Congenital Adrenal Hyperplasia (CAH)

What Is Congenital Adrenal Hyperplasia?

Children born with CAH may have issues with salt levels, fluid levels and blood pressure. They may also experience variation in sexual development, and girls with CAH may be born with variation of the external and internal genitalia.

The adrenal gland is responsible for producing hormones that regulate various body functions. Hormones normally produced in the gland include:

• Cortisol: Regulates your body’s response to stress or illness.
• Aldosterone: Balances salt and fluids and regulates blood pressure.
• Sex hormones: These hormones, including testosterone and androgens, are needed for sexual development in both boys and girls.
• Adrenaline or epinephrine: Helps with body’s response to stress.

In children with CAH, the body lacks one of the enzymes needed to produce one or more of these hormones.

There are two main forms of CAH

• Classic congenital adrenal hyperplasia (CAH): The more serious form, classic CAH can cause shock, coma and even death if not treated early. With this form, the adrenal gland makes too little aldosterone and cortisol. Without enough aldosterone, the body is unable to regulate salt levels in the blood.

  The adrenal gland also produces too much androgen, which may cause baby girls to be born with variation of external genitalia but female internal sex organs (including ovaries and uterus). Newborn boys with CAH may have normal genitals or an enlarged penis. Classic CAH is usually diagnosed at birth and is the less common form of the disease.

• Nonclassic congenital adrenal hyperplasia (CAH): This milder and more common type of CAH is often diagnosed in older children or young adults. Girls or women with nonclassic CAH may have signs of excess androgens, including excess body hair and early puberty. Men with non-classic CAH may have no symptoms.

Signs and Symptoms of CAH

Classic CAH symptoms present at birth or during childhood may include:

• Atypical or variation of external genitalia in girls.
• Enlarged penis in newborn boys.
• Early puberty.
• Rapid growth during childhood and adolescence.

The lack of cortisol and aldosterone in a child with classic CAH can cause a variety of other symptoms, some of which can be severe. This can lead to an adrenal crisis, which can be life-threatening and needs to be treated right away. Some symptoms include:

• Diarrhea
• Dizziness
• Fatigue
• Low appetite
• Low blood pressure
• Nausea
• Severe dehydration
• Shock
• Vomiting
• Weight loss

Symptoms of nonclassic CAH include:

• Acne
• Early puberty
• Infertility
• Irregular or infrequent periods in girls and women
• Masculine characteristics in girls, such as facial hair or deeper voice
• Oily skin
• Rapid growth during adolescence
• Short height as an adult

Diagnosing CAH

CAH is an inherited disorder that is passed on by two recessive genes.
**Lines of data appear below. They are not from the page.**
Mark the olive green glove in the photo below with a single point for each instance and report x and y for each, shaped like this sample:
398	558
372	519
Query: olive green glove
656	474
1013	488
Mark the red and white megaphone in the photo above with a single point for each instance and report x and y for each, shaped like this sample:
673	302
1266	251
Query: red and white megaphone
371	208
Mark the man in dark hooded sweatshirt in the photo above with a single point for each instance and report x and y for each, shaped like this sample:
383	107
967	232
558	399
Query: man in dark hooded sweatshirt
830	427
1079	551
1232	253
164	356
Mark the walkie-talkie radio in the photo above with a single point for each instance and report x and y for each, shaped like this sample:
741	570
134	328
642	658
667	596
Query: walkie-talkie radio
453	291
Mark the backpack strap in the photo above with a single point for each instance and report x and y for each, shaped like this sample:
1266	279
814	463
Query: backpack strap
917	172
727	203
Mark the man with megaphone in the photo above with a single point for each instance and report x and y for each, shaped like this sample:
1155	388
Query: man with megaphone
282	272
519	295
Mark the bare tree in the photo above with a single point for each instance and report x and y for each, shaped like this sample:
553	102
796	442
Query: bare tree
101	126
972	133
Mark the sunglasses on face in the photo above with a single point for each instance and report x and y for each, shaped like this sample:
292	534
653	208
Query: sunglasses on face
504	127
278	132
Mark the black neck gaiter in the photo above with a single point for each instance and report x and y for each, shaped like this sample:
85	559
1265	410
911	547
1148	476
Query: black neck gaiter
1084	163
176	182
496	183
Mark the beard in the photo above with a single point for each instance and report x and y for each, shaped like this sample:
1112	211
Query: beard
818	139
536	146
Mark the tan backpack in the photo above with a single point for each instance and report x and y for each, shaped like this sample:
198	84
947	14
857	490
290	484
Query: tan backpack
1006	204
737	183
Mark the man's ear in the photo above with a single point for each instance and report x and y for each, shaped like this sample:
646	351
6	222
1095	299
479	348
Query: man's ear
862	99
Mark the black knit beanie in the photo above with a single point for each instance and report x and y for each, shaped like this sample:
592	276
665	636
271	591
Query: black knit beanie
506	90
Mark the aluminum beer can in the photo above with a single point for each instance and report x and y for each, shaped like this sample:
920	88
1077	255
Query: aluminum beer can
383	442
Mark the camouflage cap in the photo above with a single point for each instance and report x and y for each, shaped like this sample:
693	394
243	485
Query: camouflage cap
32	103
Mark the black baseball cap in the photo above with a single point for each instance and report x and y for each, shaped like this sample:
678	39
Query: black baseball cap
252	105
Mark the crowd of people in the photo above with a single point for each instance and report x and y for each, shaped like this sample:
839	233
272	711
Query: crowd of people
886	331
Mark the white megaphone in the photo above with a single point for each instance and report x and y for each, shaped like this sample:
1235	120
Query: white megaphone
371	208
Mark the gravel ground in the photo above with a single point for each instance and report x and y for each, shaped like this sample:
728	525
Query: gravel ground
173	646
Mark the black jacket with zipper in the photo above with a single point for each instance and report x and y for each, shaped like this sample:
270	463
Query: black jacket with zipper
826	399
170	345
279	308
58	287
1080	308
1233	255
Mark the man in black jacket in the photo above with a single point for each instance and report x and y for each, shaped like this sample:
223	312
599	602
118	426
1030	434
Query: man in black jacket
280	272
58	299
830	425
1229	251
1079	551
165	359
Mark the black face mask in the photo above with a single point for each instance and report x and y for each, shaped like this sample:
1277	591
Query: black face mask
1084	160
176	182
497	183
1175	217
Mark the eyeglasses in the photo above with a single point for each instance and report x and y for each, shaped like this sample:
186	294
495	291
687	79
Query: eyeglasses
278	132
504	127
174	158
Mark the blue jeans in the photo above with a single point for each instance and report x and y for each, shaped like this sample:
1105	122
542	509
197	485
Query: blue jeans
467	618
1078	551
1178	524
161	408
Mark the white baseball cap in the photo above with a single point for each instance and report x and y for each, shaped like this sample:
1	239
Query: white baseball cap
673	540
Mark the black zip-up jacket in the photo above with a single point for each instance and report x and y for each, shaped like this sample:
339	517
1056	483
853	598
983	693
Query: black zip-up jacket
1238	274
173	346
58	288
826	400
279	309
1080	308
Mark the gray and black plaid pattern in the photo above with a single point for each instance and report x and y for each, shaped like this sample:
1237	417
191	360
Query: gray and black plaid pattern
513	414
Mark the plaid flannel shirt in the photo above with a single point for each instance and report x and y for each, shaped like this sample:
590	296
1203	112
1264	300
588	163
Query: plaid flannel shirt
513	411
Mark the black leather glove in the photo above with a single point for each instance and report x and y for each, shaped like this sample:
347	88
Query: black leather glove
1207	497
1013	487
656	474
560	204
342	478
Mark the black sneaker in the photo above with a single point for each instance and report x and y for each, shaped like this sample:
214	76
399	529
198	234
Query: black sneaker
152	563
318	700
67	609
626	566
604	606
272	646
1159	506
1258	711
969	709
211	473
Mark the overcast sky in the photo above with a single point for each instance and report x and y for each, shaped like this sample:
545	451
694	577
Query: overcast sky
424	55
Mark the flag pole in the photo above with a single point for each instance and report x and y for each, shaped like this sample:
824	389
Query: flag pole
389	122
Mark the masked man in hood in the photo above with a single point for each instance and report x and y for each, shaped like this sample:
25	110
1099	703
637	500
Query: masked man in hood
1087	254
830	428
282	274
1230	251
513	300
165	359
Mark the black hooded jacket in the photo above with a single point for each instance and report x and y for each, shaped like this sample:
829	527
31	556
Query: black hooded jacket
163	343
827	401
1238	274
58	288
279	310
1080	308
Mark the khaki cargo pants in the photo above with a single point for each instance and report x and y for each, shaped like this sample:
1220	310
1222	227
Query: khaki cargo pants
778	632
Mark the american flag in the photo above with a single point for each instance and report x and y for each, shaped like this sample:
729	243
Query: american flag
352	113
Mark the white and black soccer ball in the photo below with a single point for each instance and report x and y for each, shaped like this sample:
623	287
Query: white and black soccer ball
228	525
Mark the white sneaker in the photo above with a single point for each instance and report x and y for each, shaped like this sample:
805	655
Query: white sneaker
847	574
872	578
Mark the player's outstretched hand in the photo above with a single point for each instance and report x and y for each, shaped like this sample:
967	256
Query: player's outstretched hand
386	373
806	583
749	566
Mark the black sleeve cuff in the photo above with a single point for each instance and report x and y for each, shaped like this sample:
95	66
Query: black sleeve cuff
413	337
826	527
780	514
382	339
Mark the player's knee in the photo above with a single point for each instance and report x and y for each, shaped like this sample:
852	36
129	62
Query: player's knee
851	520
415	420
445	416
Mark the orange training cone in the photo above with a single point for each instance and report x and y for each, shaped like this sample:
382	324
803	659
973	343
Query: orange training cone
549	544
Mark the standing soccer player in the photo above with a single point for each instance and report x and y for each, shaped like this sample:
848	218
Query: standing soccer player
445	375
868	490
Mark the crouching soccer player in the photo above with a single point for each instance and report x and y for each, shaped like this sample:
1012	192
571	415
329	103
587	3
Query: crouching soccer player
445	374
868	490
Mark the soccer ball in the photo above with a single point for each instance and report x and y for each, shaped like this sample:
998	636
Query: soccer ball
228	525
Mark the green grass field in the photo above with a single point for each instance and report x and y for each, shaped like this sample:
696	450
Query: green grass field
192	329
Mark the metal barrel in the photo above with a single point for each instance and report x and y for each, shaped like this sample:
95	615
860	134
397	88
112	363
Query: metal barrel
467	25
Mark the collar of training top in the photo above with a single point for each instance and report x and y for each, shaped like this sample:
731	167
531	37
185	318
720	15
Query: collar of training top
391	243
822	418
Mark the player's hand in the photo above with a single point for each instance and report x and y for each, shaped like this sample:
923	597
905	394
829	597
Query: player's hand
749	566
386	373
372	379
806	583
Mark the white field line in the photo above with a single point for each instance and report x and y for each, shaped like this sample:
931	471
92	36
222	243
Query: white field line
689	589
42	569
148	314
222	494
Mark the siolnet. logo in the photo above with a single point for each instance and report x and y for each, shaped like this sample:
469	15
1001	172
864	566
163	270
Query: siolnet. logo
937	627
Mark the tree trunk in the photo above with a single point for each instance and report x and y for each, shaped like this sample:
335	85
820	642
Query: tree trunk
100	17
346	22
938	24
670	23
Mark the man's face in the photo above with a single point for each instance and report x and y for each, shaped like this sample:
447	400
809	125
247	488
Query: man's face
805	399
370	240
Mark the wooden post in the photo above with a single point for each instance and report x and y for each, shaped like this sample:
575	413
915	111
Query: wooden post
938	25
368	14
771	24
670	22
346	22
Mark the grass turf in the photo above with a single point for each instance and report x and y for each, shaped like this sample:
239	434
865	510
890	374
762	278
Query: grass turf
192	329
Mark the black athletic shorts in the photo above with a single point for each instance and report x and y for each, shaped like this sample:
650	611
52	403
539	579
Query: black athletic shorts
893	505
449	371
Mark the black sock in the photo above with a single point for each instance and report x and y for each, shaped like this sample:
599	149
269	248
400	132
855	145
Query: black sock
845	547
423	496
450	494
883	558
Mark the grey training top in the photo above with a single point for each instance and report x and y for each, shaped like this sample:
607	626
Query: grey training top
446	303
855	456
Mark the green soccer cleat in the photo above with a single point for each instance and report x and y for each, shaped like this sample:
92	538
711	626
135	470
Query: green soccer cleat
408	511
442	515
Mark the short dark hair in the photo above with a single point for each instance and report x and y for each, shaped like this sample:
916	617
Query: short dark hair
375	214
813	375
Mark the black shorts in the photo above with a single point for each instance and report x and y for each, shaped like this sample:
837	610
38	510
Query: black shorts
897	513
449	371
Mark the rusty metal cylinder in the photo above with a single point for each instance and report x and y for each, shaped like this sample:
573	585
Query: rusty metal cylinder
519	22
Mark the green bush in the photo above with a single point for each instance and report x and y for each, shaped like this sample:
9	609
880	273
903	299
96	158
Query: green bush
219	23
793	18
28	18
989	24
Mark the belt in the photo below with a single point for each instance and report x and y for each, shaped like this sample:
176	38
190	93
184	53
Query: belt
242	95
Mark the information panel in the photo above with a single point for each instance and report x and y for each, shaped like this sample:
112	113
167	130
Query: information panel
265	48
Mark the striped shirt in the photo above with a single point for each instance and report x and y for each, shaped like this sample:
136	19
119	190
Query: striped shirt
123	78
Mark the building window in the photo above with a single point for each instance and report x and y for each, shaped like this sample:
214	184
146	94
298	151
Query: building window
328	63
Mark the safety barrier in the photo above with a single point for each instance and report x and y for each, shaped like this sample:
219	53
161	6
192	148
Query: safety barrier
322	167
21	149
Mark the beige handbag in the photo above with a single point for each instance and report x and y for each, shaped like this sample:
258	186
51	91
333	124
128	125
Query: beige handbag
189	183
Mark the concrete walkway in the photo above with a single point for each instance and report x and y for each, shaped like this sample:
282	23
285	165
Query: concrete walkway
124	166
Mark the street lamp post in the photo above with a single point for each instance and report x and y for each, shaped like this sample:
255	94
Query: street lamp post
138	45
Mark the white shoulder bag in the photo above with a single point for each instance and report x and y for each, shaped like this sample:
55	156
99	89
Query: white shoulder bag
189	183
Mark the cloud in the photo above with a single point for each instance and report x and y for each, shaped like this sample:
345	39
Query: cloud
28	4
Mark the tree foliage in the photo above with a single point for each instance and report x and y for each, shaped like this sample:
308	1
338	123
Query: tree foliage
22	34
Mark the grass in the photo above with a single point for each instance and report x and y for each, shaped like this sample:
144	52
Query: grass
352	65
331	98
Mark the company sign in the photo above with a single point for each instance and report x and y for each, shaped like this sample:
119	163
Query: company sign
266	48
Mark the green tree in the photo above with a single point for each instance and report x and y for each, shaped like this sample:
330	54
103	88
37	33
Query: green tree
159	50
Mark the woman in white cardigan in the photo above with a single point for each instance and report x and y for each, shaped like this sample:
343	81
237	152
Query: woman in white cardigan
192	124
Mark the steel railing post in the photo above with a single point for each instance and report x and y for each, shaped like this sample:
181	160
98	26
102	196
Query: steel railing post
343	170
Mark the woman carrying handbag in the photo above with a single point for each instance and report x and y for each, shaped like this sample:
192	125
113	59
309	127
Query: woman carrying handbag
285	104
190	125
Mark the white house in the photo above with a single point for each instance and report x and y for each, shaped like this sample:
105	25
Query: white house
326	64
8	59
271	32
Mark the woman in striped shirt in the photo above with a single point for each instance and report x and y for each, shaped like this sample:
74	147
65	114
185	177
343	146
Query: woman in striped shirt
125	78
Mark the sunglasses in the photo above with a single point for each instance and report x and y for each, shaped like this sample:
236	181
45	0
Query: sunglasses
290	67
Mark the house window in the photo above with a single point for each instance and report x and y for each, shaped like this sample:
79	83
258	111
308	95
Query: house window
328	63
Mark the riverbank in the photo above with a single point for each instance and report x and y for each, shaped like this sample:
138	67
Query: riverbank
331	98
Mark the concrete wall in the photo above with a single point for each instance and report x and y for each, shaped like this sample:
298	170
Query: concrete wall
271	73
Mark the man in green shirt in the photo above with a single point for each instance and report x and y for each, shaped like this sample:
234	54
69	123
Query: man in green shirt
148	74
This means that a child must inherit a copy of the gene from both parents in order to have the disease. If they only inherit a copy of the gene from one parent, they will be a carrier for CAH but will not develop the disease. When both parents are carriers, their children have a 1 in 4 chance of being born with CAH.

If there is a known family history, a baby may be diagnosed before birth through a genetic test. Newborns are screened for CAH with a blood test given shortly after birth.

CAH Treatment

Children with classic CAH will need to be properly managed to ensure hormone regulation and promote normal growth and sexual development. In addition to their primary care physician, a child with CAH will need to see specialists in pediatric endocrinology, urology, psychology and genetics.

Treatments may include medications such as:

• Glucocorticoids such as prednisone or hydrocortisone, to replace cortisol in the body.
• Mineralocorticoids/fludrocortisone to replace aldosterone in the body.
• Sodium chloride (salt) supplements to help increase blood pressure.
• Oral contraceptive pills to regulate periods in girls and women.
• Anti-androgen drugs to treat excess androgen levels.

Children need to be monitored while taking any of these medications to check hormone levels and make sure there are not any side effects or complications. These medications will often need to be taken for the rest of a person’s life to make sure symptoms don’t return.

Other treatment options include:

Surgery: Girls can undergo genital reconstruction surgery to improve both appearance and function of their variation of external genitalia. Parents may choose to delay the surgery so that the child is old enough to be involved in the decision-making process and post-surgery care.

Mental health care: Children and adolescents with CAH are encouraged to work with a pediatric mental health professional to help deal with the emotional and psychological impact of their condition.

Nonclassic CAH

People with CAH who don’t have symptoms will not require treatment. Some people may need low-dose glucocorticoids to treat mild symptoms, but they typically do not need to take them long-term.